I remember hearing an old Thanksgiving story first told to me in the dim past of the 1970s, back when most everyone here was poor but didn’t care because if you were rich you were crooked in some way, and at least we were honest. It was a tale of the mountains, and how there was once the Childresses and the Campbells and you were on one side or the other.
Theirs was never a famous feud on par with the Hatfields and McCoys, nor did their disagreement involve gunfire and murder. Mostly, it was a war of words. This in no way means the situation was any less dire. You will never know a hate more pure and powerful than the sort that burned for a Childress in the heart of a Campbell. Unless, of course, it was the enmity for a Campbell in the mind of a Childress. A whole generation was raised up in it, kids taught from birth that whichever family across whichever holler was an abomination to the Lord and all goodness.
I never did hear back then how it all started. In fact, I doubted then (and still do) that anyone knew. The Hatfields and McCoys went to war over a stolen pig. I expect it was something similar in this case, a small thing that got twisted into something large either through an abundance of boredom or the brokenness of the human heart. Really, that’s about what all wars come down to, isn’t it?
Anyway. About that Thanksgiving:
Right along with turkey and pumpkin pie here is the tradition of the Thanksgiving hunt, when most of the men and not a few of the women take to the woods in the early dawn to shoot something they can brag about at the table. Being good mountain folk, the Childresses and Campbells were much the same. And so it was on that long ago Thursday morning that a Campbell tracking a buck came across the distant shape of a man who had fallen from his tree stand. Thinking the injured was either kin or Christian, he ran to offer aid. It was only upon turning the man over that he realized the victim was neither. He’d done caught himself a Childress.
Yet rather than leave him there to limp out of the cold wood alone, the Campbell gathered the Childress up and piggy-backed him all the way to his truck, nearly four miles off. Once safe, there was no invitation from either for anything further. No request to come eat, certainly no offer of prayer and blessing. Still, the story was told and told again by both parties. There were a few dissimilarities, but both parties involved managed to say the same thing: “Shoot, he looked like kin.”

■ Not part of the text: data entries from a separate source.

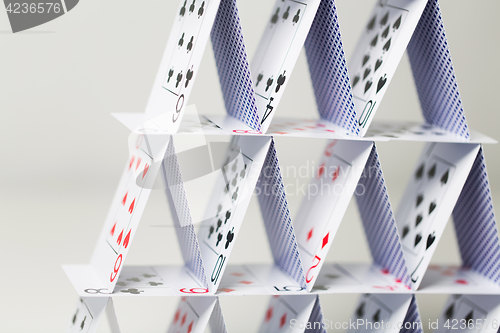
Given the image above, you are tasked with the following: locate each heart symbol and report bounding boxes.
[5,0,79,33]
[376,74,387,93]
[426,232,436,249]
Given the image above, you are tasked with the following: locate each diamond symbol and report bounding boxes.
[265,307,273,322]
[239,280,253,285]
[321,232,329,249]
[307,228,313,241]
[217,288,235,293]
[280,313,287,328]
[230,272,244,276]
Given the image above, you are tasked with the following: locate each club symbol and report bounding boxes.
[240,165,247,178]
[356,302,365,317]
[216,232,223,246]
[225,210,231,224]
[126,277,141,282]
[363,67,371,80]
[415,163,424,180]
[414,233,422,247]
[187,36,194,52]
[375,58,383,72]
[382,38,391,52]
[175,71,183,88]
[185,67,194,88]
[402,225,409,238]
[393,14,402,30]
[370,34,378,47]
[275,71,286,93]
[256,73,263,86]
[232,187,239,201]
[352,75,360,88]
[80,316,87,330]
[121,288,144,294]
[179,0,186,17]
[225,228,234,249]
[143,274,155,278]
[189,0,196,14]
[148,281,163,286]
[271,8,280,24]
[208,225,214,238]
[198,1,205,18]
[292,9,300,24]
[167,67,174,82]
[265,76,274,92]
[72,309,78,324]
[116,281,127,286]
[376,74,387,93]
[231,174,238,187]
[380,11,389,26]
[381,25,389,39]
[231,159,238,172]
[364,80,372,94]
[362,54,370,66]
[216,219,222,232]
[283,6,290,20]
[178,33,185,48]
[367,15,376,31]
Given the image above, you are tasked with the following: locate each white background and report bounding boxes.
[1,0,499,332]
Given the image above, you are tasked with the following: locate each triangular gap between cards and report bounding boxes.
[66,297,117,333]
[256,138,307,288]
[166,296,218,333]
[210,0,261,131]
[304,0,360,136]
[407,0,470,140]
[209,298,228,333]
[452,146,500,284]
[355,143,412,288]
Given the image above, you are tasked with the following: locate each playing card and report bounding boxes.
[90,134,164,292]
[259,295,317,333]
[395,143,480,287]
[216,265,266,295]
[251,0,321,132]
[66,298,109,333]
[198,136,272,292]
[347,294,413,333]
[209,298,228,333]
[144,0,221,132]
[434,295,500,333]
[294,140,373,290]
[349,0,427,135]
[167,296,217,333]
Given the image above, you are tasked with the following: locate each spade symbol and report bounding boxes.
[187,36,194,52]
[225,210,231,223]
[352,75,360,88]
[415,233,422,247]
[356,302,365,317]
[80,316,87,330]
[175,71,183,88]
[465,310,474,322]
[256,73,263,86]
[167,68,174,82]
[415,214,423,227]
[363,67,371,80]
[426,232,436,249]
[225,228,235,249]
[276,71,286,93]
[283,6,290,20]
[362,54,370,66]
[416,194,424,207]
[216,233,223,246]
[373,309,381,322]
[185,67,194,88]
[178,33,185,48]
[415,163,424,180]
[393,14,402,30]
[370,34,378,47]
[198,1,205,17]
[375,58,383,71]
[381,25,389,39]
[428,163,436,178]
[367,15,376,31]
[429,201,437,214]
[179,1,187,17]
[292,9,300,24]
[265,76,274,92]
[189,0,196,14]
[376,74,387,93]
[382,38,391,52]
[364,80,373,94]
[380,12,389,26]
[72,309,78,324]
[271,8,280,24]
[402,225,409,238]
[441,170,449,185]
[445,303,454,319]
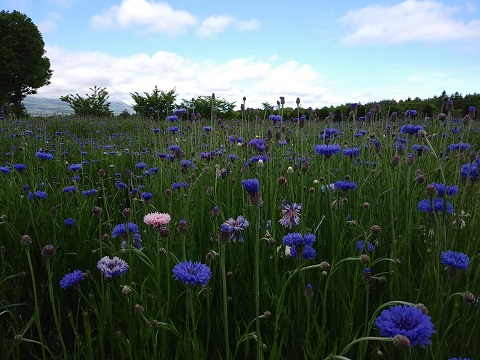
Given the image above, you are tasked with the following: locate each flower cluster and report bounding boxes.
[314,144,341,157]
[282,232,316,260]
[418,198,454,214]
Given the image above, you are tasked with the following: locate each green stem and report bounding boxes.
[220,243,230,360]
[254,207,262,359]
[26,248,47,360]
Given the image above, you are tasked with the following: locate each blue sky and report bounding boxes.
[4,0,480,109]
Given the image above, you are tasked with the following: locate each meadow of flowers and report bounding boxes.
[0,101,479,360]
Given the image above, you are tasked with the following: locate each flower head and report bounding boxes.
[314,144,341,157]
[440,250,470,271]
[172,260,212,287]
[221,216,249,242]
[59,270,84,289]
[242,178,260,195]
[144,212,171,228]
[418,198,454,214]
[97,256,129,279]
[111,222,139,238]
[279,203,301,228]
[375,304,436,348]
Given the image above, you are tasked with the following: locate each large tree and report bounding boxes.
[0,10,53,116]
[130,86,177,120]
[60,86,114,117]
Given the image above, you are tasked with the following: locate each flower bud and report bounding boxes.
[20,235,32,246]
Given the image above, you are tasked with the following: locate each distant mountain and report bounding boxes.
[23,96,133,116]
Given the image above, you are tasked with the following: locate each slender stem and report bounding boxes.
[255,208,262,359]
[26,248,47,360]
[220,243,230,360]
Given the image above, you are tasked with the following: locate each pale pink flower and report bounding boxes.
[144,212,171,228]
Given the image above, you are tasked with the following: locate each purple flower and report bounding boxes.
[342,147,360,157]
[314,144,341,157]
[356,240,374,253]
[282,232,316,260]
[221,216,249,242]
[279,203,301,228]
[375,305,436,348]
[428,183,458,197]
[111,223,139,238]
[59,270,84,289]
[13,163,27,171]
[334,180,357,191]
[64,218,77,227]
[67,164,82,171]
[82,189,98,196]
[97,256,129,278]
[440,250,470,271]
[35,149,54,161]
[242,178,260,195]
[172,260,212,287]
[418,198,454,214]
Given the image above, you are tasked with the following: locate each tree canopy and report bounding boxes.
[60,86,114,117]
[0,10,53,116]
[130,86,177,120]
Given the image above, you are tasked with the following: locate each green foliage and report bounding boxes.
[130,86,177,119]
[0,10,53,117]
[180,95,236,120]
[60,86,114,117]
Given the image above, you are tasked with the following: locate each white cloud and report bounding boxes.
[90,0,198,37]
[37,46,339,109]
[196,15,260,37]
[339,0,480,45]
[38,11,62,34]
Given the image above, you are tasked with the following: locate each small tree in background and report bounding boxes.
[180,96,236,120]
[130,86,177,120]
[60,86,113,117]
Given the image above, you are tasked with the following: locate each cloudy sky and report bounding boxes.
[4,0,480,109]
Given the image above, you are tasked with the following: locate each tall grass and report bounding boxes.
[0,106,479,359]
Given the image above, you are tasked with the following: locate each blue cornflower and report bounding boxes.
[448,357,472,360]
[97,256,129,279]
[375,305,436,348]
[35,149,54,160]
[172,181,188,190]
[282,232,316,260]
[203,126,212,132]
[173,108,186,115]
[166,115,178,122]
[334,180,357,191]
[168,126,179,133]
[268,114,282,122]
[342,147,360,157]
[141,192,153,201]
[172,260,212,287]
[249,138,265,151]
[242,178,260,195]
[59,270,84,289]
[448,142,471,151]
[28,191,47,200]
[460,162,479,182]
[314,144,341,157]
[400,124,424,135]
[412,144,429,154]
[111,223,139,238]
[418,198,454,214]
[428,183,458,197]
[64,218,77,227]
[13,164,27,171]
[221,216,249,242]
[62,186,77,193]
[440,250,470,271]
[405,109,418,118]
[82,189,98,197]
[356,240,374,253]
[115,181,128,189]
[279,203,301,228]
[67,164,82,171]
[135,162,148,169]
[0,166,11,173]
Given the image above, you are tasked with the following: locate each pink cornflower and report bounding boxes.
[279,203,301,229]
[144,212,171,228]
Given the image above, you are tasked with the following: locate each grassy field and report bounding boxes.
[0,105,479,359]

I’ve been thinking about that story a lot lately. Not whether it was true or not (it was a tale told by an old man, after all, and old men are never so interested in truth as they are in Truth), but how it applies all these years later. As I wake this Wednesday morning before Thanksgiving, I find country and a world that hasn’t been more divided in my memory. People are scared, and because we’re scared we’re mad, and because we’re mad we’re saying all manner of crazy things and spotting all manner of lurking monsters. We’re not speaking to each other more as much as shouting. More than anything else, we see one another as set in boxes not of gender or race or religion, but ideology, and in so doing we lose a great deal of the empathy so lacking in our public discourse. People are a lot easier to hate when they’re not seen as people at all, but the sum of their opinions.
Which is why if I have one Thanksgiving wish this year (and if there is even such a thing), it would be that all of us could go out in the woods or a little while. Walk among the ridges and trees and see that this old world is still a pretty nice and peaceful place. And especially to run into each other out in the hollers, stripped of all that anger and fear, and see that shoot, we all look like kin.